(Ilustración: Giovanni Tazza)
(Ilustración: Giovanni Tazza)
Victor Krebs

Vivimos en el Antropoceno, como se le ha nombrado a esta época para reflejar el impacto tremendo que ha tenido el ser humano sobre el planeta en los últimos diez mil años. Su presencia ha aumentado exponencialmente en ese tiempo. Mientras que entonces el ser humano y los animales domésticos conformaban apenas un 0,1% de la biomasa de animales terrestres sobre el planeta, hoy constituimos ya el 98% de ese total. La acción humana ha sido tan determinante en este período, como lo fueron los cambios climáticos y tectónicos en los 2,5 millones de años que precedieron en la época geológica del Holoceno. 

Pero no es solo el crecimiento desaforado de la presencia humana sobre el planeta lo que explica la enormidad de su huella, sino sobre todo la evolución de su tecnología. De la revolución agrícola primero a la revolución industrial después, y hoy en día a la revolución digital, el peligro tanto para el planeta como para la sobrevivencia de nuestra propia especie avanza a un ritmo trepidante.  

Cuenta el mito que ese poder tecnológico nos fue entregado por Prometeo en el fuego que robó de los dioses para compensar nuestra indigencia existencial frente a la naturaleza. Es por él que hemos sido capaces de crear nuevos órdenes, de construir ciudades, culturas, civilizaciones y poblar el globo entero. Pero nuestro poder tecnológico también nos ha hecho prepotentes y arrogantes, capaces de arrasar el planeta para satisfacer la ilusión de un progreso humano a lo que todo debe ser sometido. Así vemos, por ejemplo, cómo hoy, sin conciencia alguna, llenamos los océanos de plástico y la tierra con sustancias tóxicas y radiactivas, o cómo somos capaces de una crueldad despiadada con los animales e incluso, con seres de nuestra propia especie. El ‘Homo sapiens’, como lo señala Yuval Harari, profesor de Historia y escritor israelí, es una especie intolerante e imperialista y el fuego prometeico arrasa ahora descontrolado, transformando el mundo y a nosotros mismos de maneras que apenas logramos imaginar. 
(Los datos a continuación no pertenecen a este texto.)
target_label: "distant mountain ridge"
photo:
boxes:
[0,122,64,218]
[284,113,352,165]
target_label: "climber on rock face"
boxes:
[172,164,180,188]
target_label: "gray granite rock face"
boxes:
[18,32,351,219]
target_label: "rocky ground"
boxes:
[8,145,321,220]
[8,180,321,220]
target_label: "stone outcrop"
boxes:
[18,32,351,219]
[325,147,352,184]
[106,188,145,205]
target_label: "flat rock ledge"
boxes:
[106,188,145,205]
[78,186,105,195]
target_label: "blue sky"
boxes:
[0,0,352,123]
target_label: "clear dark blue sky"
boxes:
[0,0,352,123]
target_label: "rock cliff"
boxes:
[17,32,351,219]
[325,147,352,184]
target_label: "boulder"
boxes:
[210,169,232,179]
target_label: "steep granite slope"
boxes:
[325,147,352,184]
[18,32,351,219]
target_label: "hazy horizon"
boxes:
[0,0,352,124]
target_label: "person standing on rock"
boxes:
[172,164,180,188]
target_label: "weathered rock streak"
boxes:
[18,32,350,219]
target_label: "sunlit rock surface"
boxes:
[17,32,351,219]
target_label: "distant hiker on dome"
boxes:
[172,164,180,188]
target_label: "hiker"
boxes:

Ya decía Nietzsche que no hay nada más despreciable e insignificante que ese orgullo del hombre, que le persuade de que es el centro de la creación y que todo lo demás –las demás especies y la naturaleza entera– está al servicio de su propio bienestar. Advertía el filósofo además, con sarcasmo, que si un mosquito pudiese pensar, él también creería –con la misma pasión que nosotros– que es el centro del universo. Nuestro delirio antropocéntrico explica así la voraz depredación de la naturaleza por la que nos hemos convertido en un virus infeccioso que devasta al planeta

El narcisismo humano ha sufrido ya tres golpes, como lo observara Sigmund Freud a inicios del siglo XX. El primero fue cuando Galileo comprobó hace tres siglos que la Tierra no era el centro del universo y que más bien giraba en torno al Sol. El segundo ocurrió dos siglos más tarde, cuando Darwin humilló al soberbio hombre, obligándolo a reconocer su humilde origen animal y así a cuestionar su supuesta superioridad. Y el siglo pasado, con el descubrimiento del psicoanálisis que establece que el sujeto no gobierna “ni siquiera en su propia casa” por estar siempre a merced del inconsciente.  

Ya en nuestro tiempo se le asesta un nuevo golpe a nuestro narcisismo. Irónicamente, proviene de la misma tecnología que ha alimentado su soberbia. Ella nos confronta, en el siglo XXI, con la posibilidad de una inteligencia artificial que superará exponencialmente todas nuestras posibilidades, y eventualmente podría desplazarnos en favor de otro orden planetario.  

Expuestos por la misma tecnología a esta nueva precariedad, se hace imperativo reflexionar sobre nuestro poder, concebir y forjar una relación distinta con la naturaleza, aprendiendo a pensar en el mundo y en nuestra propia especie más allá de nuestro narcisismo. Aunque ello produzca en nosotros lo que la destacada estudiosa Rosi Braidotti ha llamado “la náusea posantropocéntrica”, es quizás hora de transformar esa náusea en una nueva conciencia. 

Según Donna Haraway, la autora del célebre “Manifiesto cyborg” de 1984, en nuestra época se trata de hacernos capaces de responder al otro para cultivar vínculos entre nosotros y con otras especies, que nos permitan aprender a vivir y a morir bien en medio de esta catástrofe. El Antropoceno es, por lo tanto, una época de duelo; duelo por lo que estamos dejando de ser y duelo por lo que está muriendo alrededor nuestro. A través de ese duelo, tal vez podamos hacernos, poco a poco, más receptivos a lo que está emergiendo desde nuestros escombros y más capaces de tomar conciencia de lo poshumano que ya asoma.